Il processo di dimissione e la sua elaborazione nel lavoro di comunità.

Simona Taccani



Quanto oggi mi propongo e vi propongo non è uno studio astratto né la ricerca di una definizione o sistemazione complessiva del tema. Voglio piuttosto lanciare a me e a voi una serie di interrogativi che aprano a un nostro pensare mobile e vigile.

Ogni istituzione è un ambiente, ha un quadro entro cui possono avvenire alcuni processi e non altri.
Sia per gli utenti che per gli operatori.

Tutto ciò che le dimissioni implicano è previsto e prevedibile come evento, come processo ?
E se non lo è, perché?

Alcuni anni fa fui richiesta per una supervisione in una comunità per giovani pazienti con gravi disturbi psichici.
Nel primo incontro informativo di conoscenza, chiesi all'équipe come avvenivano le dimissioni.
Con stupore non disgiunto da una certa qual fierezza mi risposero: "ma non abbiamo mai dimesso nessuno! due soli pazienti se ne sono andati, uno per colpa della famiglia, un altro perché ad ogni costo voleva fare un periodo a Londra... non ne abbiamo più saputo nulla."
E' accaduto qualcosa di significativo, qui nell'istituzione, dove l'équipe curante riteneva di procedere positivamente verso la dimissione o invece è là in famiglia che il processo ha subito un ingranamento, è andato in panne? E' chiaro quanto sia fondamentale che l'équipe possa porsi queste domande e cercare risposte.

La difficoltà a dimettere, a dimettersi, a farsi dimettere.
Da che cosa origina?
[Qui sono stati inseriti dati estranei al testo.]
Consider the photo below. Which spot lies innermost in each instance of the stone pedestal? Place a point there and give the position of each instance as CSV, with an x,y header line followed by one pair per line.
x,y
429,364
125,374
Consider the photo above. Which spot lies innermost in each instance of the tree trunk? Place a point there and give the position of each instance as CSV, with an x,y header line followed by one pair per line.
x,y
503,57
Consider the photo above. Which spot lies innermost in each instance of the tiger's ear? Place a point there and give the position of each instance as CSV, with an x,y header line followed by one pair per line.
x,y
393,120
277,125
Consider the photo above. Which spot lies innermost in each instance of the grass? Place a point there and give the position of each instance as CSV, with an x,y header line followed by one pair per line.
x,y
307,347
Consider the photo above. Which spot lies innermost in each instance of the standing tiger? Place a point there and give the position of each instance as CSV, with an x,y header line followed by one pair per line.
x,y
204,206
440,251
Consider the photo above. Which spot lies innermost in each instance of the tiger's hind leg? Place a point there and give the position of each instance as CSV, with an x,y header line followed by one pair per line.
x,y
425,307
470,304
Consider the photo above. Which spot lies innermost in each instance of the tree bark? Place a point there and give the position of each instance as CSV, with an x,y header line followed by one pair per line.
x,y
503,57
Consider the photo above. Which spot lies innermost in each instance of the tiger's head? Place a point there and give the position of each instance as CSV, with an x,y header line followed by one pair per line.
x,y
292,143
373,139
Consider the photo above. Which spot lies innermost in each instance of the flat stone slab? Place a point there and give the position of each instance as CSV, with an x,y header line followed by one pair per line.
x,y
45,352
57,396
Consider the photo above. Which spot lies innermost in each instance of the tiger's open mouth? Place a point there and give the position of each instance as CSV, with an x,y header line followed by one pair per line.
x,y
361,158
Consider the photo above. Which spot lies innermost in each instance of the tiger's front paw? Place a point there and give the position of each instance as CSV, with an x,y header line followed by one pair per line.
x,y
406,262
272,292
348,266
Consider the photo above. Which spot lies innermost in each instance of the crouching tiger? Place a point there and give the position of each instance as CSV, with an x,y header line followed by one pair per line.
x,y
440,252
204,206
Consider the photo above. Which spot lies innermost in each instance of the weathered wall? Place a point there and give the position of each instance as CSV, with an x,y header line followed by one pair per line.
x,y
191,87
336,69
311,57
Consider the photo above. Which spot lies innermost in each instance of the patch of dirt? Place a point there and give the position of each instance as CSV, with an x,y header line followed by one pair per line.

Certo non è casuale...
Perché alcuni pazienti cominciano un certo giorno con il tollerare poco e male per esempio il rientro temporaneo a casa il fine settimana?

Comprendere quali siano i fenomeni relativi alle dimissioni, incidenti nel reticolo relazionale complesso che comprende:

istituzione
équipe curante
paziente e gruppo familiare
ambiente allargato

è un problema istituzionale che affonda le sue origini anche nel sociale e nel politico riferito al politico sanitario.
Quelli che a noi interessano sono i fenomeni di natura gruppale che oltre che appartenere ai singoli pazienti e alle loro famiglie, appartengono alla comunità nel suo insieme.

In alcuni casi di pazienti a lungo istituzionalizzati si ha la drammatica impressione che l'équipe curante eserciti nei confronti del Sé del paziente, una funzione di contenimento assoluto, totalizzante.

La nota affermazione di Winnicott: "non esiste in realtà qualcuno come un bambino", se noi la trasformiamo in ambito istituzionale, forse potremmo in qualche caso affermare "non esite un paziente senza istituzione ma neppure l'istituzione può esistere da sola".
Insieme formano un'unità.

Questa unità [ che rimanda ai concetti di seduzione narcisistica, di lutto originario elaborati da P-C.Racamier a proposito della relazione madre-bambino, ripresi da Sassolas e altri ] se mantenuta nel tempo, non rotta da forze evolutive separatrici e differenziatrici, può creare i presupposti per un funzionamento psicotico del soggetto.
A livello istituzionale può ricrearsi un fenomeno assai simile tra paziente (uno o più) e curanti, segno di più o meno grave disfunzione istituzionale, in cui il legame non attiva sicurezza e protezione e quindi crescita, al contrario diviene vincolo paralizzante, veicolo di relazione forzatamente binaria.

E qui ricordo il lavoro di Foresti e collaboratori, Lavoro psichiatrico e funzione paterna negli scritti di Marcel Sassolas, perché tratta questo problema della spesso eccessiva "maternalizzazione" della funzione curante. Non mi dilungo, invito a leggerlo per i molti spunti che offre.
E di fatto ritengo che la funzione paterna debba particolarmente esplicitarsi nella fase del processo di dimissioni.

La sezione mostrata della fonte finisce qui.